Trading Bot – Early & Late Fusion for Stock Trading
The AI Trading Bot is a multi-modal trading system that integrates structured data (prices, volumes, technical indicators) with unstructured data (financial news, sentiment, analyst reports). Using a dual-fusion approach—early fusion at the feature level and late fusion at the decision level—it delivers more accurate buy/sell signals and risk-aware strategies for both retail and institutional investors.
Purpose:
Provide traders and institutions with a robust, AI-driven decision-making engine that:
- Combines market data, sentiment, and financial indicators.
- Improves prediction accuracy through early (input-level) and late (decision-level) fusion.
- Reduces trading risk via built-in stop-loss and portfolio management rules.
- Enhances profitability and transparency through explainable AI and backtesting tools.
Who Uses It:
- Retail Traders: Access AI-driven buy/sell signals, portfolio suggestions, and risk alerts.
- Quant Researchers: Test fusion strategies, run backtests, and tune model parameters.
- Hedge Funds & Institutions: Deploy scalable, data-diverse trading strategies across markets.
- Developers: Extend models with APIs, integrating directly with brokers like Interactive Brokers or Binance.
Key Capabilities:
- Early Fusion (Feature Integration): Merges OHLC, volume, and technical indicators with sentiment and macroeconomic signals into a unified feature space for deep learning models (LSTMs, Transformers).

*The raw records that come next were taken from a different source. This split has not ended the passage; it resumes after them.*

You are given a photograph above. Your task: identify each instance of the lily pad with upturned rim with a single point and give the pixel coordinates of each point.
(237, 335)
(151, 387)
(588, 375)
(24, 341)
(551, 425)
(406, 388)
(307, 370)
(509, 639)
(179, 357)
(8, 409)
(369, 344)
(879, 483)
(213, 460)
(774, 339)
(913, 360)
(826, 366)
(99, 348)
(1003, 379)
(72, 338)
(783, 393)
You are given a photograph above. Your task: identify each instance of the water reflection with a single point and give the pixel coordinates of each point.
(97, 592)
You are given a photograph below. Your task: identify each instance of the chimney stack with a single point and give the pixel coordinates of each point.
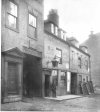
(53, 17)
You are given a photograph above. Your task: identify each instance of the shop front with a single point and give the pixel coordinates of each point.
(56, 82)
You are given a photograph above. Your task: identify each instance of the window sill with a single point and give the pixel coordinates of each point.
(16, 30)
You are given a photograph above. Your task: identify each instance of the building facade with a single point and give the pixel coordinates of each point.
(22, 48)
(73, 62)
(93, 45)
(79, 67)
(56, 57)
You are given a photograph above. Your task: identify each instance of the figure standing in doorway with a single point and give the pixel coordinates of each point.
(54, 88)
(84, 88)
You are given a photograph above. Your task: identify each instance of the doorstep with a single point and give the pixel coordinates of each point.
(65, 97)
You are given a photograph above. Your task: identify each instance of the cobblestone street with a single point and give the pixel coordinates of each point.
(83, 104)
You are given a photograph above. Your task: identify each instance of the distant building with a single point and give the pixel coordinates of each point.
(93, 45)
(22, 47)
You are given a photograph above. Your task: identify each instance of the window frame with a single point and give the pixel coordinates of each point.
(52, 28)
(29, 25)
(8, 13)
(79, 62)
(60, 62)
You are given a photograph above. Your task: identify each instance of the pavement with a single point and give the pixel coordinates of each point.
(90, 103)
(65, 97)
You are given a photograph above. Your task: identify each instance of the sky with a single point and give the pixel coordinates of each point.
(76, 17)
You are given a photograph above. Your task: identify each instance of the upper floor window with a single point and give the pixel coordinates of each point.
(59, 55)
(52, 28)
(12, 15)
(32, 20)
(86, 64)
(32, 29)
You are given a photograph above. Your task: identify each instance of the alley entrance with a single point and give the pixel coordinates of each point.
(32, 76)
(73, 83)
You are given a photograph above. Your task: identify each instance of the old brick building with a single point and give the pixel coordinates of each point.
(73, 62)
(93, 45)
(56, 51)
(79, 65)
(22, 47)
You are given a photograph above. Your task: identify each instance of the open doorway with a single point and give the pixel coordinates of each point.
(47, 85)
(32, 76)
(73, 83)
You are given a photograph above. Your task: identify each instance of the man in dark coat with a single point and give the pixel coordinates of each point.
(84, 88)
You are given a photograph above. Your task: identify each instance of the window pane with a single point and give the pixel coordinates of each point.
(13, 9)
(32, 20)
(11, 21)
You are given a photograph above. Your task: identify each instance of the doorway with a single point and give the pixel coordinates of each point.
(32, 76)
(73, 83)
(47, 85)
(12, 83)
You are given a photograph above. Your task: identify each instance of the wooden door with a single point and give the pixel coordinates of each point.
(47, 85)
(73, 83)
(12, 79)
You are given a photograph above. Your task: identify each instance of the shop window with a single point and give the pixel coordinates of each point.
(12, 15)
(59, 55)
(32, 26)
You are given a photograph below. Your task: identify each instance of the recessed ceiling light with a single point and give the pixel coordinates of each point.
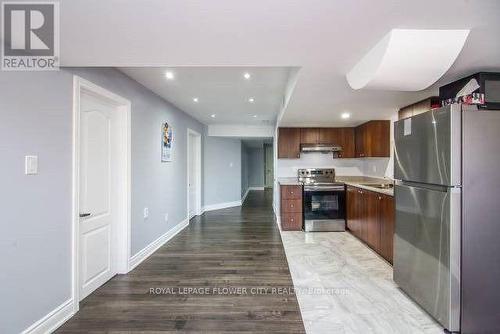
(169, 75)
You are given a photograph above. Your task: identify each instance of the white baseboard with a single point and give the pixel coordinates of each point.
(219, 206)
(278, 221)
(153, 247)
(53, 320)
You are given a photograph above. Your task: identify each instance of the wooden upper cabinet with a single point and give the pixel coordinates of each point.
(289, 143)
(309, 136)
(373, 139)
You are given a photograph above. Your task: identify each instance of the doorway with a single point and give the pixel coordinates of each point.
(194, 174)
(101, 187)
(268, 166)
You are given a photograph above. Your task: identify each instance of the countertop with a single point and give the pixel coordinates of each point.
(355, 181)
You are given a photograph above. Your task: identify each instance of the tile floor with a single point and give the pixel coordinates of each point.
(344, 287)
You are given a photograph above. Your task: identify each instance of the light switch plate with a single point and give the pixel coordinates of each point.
(31, 165)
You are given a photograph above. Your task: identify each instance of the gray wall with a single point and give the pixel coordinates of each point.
(244, 169)
(35, 243)
(222, 170)
(256, 167)
(35, 237)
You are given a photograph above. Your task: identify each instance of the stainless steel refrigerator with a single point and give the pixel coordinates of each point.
(447, 234)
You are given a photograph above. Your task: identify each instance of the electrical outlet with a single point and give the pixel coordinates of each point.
(31, 165)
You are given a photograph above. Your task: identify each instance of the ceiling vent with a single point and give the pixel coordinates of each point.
(408, 60)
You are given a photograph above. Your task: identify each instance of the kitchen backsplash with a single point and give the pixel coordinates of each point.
(378, 167)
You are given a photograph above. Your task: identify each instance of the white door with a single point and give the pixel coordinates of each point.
(96, 196)
(193, 156)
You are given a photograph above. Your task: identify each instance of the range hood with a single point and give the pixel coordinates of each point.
(322, 148)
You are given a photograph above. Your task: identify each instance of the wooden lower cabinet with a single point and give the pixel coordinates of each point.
(370, 217)
(291, 207)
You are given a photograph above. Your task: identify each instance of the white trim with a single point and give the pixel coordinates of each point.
(248, 190)
(123, 251)
(278, 221)
(219, 206)
(53, 320)
(147, 251)
(198, 208)
(245, 196)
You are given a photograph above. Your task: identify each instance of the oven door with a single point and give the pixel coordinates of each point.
(324, 208)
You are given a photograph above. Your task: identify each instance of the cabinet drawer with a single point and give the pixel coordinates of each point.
(291, 221)
(291, 205)
(291, 192)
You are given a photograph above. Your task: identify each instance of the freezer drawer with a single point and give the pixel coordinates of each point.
(427, 249)
(428, 147)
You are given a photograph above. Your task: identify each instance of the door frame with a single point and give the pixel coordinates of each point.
(122, 238)
(265, 148)
(192, 133)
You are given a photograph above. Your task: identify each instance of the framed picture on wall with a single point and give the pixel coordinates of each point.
(167, 140)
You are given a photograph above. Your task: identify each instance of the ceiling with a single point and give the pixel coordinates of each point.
(256, 143)
(222, 93)
(324, 38)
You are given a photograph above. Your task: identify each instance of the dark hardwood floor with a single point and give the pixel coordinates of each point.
(230, 248)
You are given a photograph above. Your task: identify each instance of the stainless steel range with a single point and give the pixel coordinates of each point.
(324, 200)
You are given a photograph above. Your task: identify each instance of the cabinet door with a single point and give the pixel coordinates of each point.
(387, 218)
(352, 209)
(347, 142)
(289, 143)
(291, 192)
(373, 203)
(360, 134)
(309, 136)
(363, 215)
(291, 221)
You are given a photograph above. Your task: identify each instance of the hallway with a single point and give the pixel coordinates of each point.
(237, 248)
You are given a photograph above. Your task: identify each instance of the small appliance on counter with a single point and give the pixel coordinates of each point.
(324, 200)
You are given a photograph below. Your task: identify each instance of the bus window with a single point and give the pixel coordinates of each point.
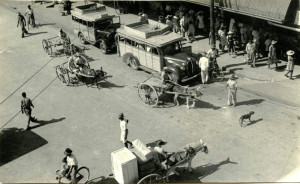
(154, 51)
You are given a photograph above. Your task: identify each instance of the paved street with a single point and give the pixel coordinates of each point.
(86, 119)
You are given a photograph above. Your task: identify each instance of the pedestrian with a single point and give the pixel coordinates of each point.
(183, 25)
(200, 22)
(272, 56)
(72, 164)
(169, 22)
(176, 28)
(290, 64)
(231, 45)
(267, 45)
(22, 23)
(26, 105)
(232, 84)
(30, 17)
(223, 40)
(204, 66)
(251, 50)
(124, 130)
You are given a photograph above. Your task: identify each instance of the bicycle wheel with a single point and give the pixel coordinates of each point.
(82, 175)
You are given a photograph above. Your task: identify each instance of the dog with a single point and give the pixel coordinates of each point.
(245, 116)
(189, 93)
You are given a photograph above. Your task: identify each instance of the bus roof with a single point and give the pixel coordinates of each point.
(144, 31)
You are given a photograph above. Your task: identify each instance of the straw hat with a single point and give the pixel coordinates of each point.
(290, 53)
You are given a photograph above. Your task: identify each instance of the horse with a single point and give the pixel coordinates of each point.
(184, 157)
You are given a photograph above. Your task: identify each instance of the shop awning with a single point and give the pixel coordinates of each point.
(271, 10)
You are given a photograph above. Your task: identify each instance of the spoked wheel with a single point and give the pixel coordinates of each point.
(47, 47)
(62, 75)
(218, 76)
(152, 178)
(82, 175)
(148, 94)
(103, 47)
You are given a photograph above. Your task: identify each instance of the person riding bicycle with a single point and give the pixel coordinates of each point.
(76, 63)
(71, 163)
(63, 37)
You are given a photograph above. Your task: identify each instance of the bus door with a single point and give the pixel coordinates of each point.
(153, 59)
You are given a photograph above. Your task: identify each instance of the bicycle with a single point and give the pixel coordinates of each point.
(216, 73)
(82, 174)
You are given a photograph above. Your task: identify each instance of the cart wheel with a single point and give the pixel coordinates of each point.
(152, 178)
(47, 47)
(62, 75)
(133, 62)
(103, 47)
(148, 94)
(218, 76)
(82, 175)
(82, 39)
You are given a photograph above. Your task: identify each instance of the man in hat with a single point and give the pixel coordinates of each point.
(290, 64)
(204, 66)
(72, 164)
(272, 56)
(30, 16)
(232, 84)
(26, 105)
(76, 62)
(22, 23)
(251, 50)
(124, 130)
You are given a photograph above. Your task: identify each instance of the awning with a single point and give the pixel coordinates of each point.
(271, 10)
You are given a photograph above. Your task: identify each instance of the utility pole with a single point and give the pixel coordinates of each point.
(212, 24)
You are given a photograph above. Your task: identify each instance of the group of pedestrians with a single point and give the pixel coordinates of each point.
(30, 20)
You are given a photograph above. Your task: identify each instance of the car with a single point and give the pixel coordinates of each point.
(92, 24)
(151, 46)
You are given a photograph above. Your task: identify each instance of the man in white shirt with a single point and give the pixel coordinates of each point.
(204, 65)
(30, 16)
(124, 130)
(72, 164)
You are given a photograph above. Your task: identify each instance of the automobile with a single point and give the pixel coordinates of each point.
(92, 24)
(151, 46)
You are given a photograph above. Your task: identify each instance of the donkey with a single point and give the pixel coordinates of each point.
(184, 157)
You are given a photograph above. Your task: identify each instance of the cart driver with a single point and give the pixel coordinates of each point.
(76, 63)
(62, 36)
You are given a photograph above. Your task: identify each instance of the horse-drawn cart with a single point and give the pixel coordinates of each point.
(152, 89)
(68, 74)
(141, 164)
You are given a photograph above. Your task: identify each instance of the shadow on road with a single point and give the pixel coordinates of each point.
(32, 34)
(103, 180)
(43, 122)
(250, 102)
(16, 142)
(198, 173)
(254, 121)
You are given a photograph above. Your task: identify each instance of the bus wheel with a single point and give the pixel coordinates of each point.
(103, 47)
(82, 39)
(133, 62)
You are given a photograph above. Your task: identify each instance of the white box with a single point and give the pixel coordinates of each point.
(124, 166)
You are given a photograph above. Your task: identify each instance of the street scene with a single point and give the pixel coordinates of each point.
(149, 92)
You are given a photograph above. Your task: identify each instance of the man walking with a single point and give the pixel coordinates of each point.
(124, 130)
(22, 23)
(232, 84)
(204, 65)
(72, 164)
(26, 105)
(30, 17)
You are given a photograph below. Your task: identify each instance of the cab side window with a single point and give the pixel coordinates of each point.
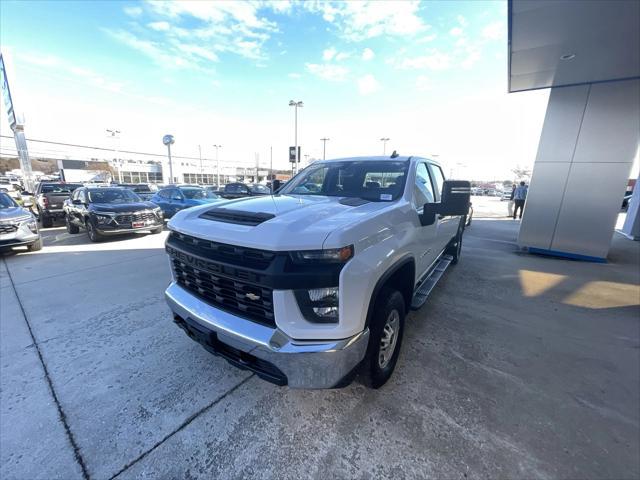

- Late Fusion (Decision Integration): Trains independent models on separate data sources, then combines outputs using ensemble methods (weighted average, stacking, voting).
- Sentiment & News Analysis: NLP pipelines process financial news, tweets, and analyst commentary to capture market-moving signals.
- Risk Management & Alerts: Enforces stop-loss, trailing stop, and position sizing rules with real-time notifications when thresholds are breached.
- Backtesting & Simulation: Runs historical replays to evaluate Sharpe ratio, max drawdown, win rate, and risk-adjusted returns.
Mobile / Web App:
- Trading Dashboard: Displays live trading signals, portfolio allocation, and PnL tracking.
- Explainable AI: Highlights which inputs (news, indicators, sentiment) influenced a prediction.
- Custom Strategy Builder: Lets users adjust weighting between early and late fusion models.
- API Integration: Connects to broker/exchange accounts for automated execution.
Typical Workflow:
- Collect: Aggregate structured (market prices, indicators) and unstructured (news, social sentiment) data.
- Fuse: Apply early fusion at the input stage and late fusion at the decision stage.
- Predict: Generate buy/sell signals with probability scores.
- Execute: Place trades via connected broker APIs or simulation environments.
- Evaluate: Backtest and refine strategy performance with full reporting.
Governance & Data Integrity:
- Role-based dashboards for traders, quants, and risk managers.
- Full audit logs of model outputs and executed trades.
- Explainable AI ensures compliance and interpretability for institutional users.
Outcomes & Value:
- Higher accuracy in trading signals by combining multiple data modalities.
- Reduced exposure through built-in risk controls and alerts.
- Faster research cycles with backtesting and explainable outputs.
- Scalable to retail platforms or institutional desks via modular APIs.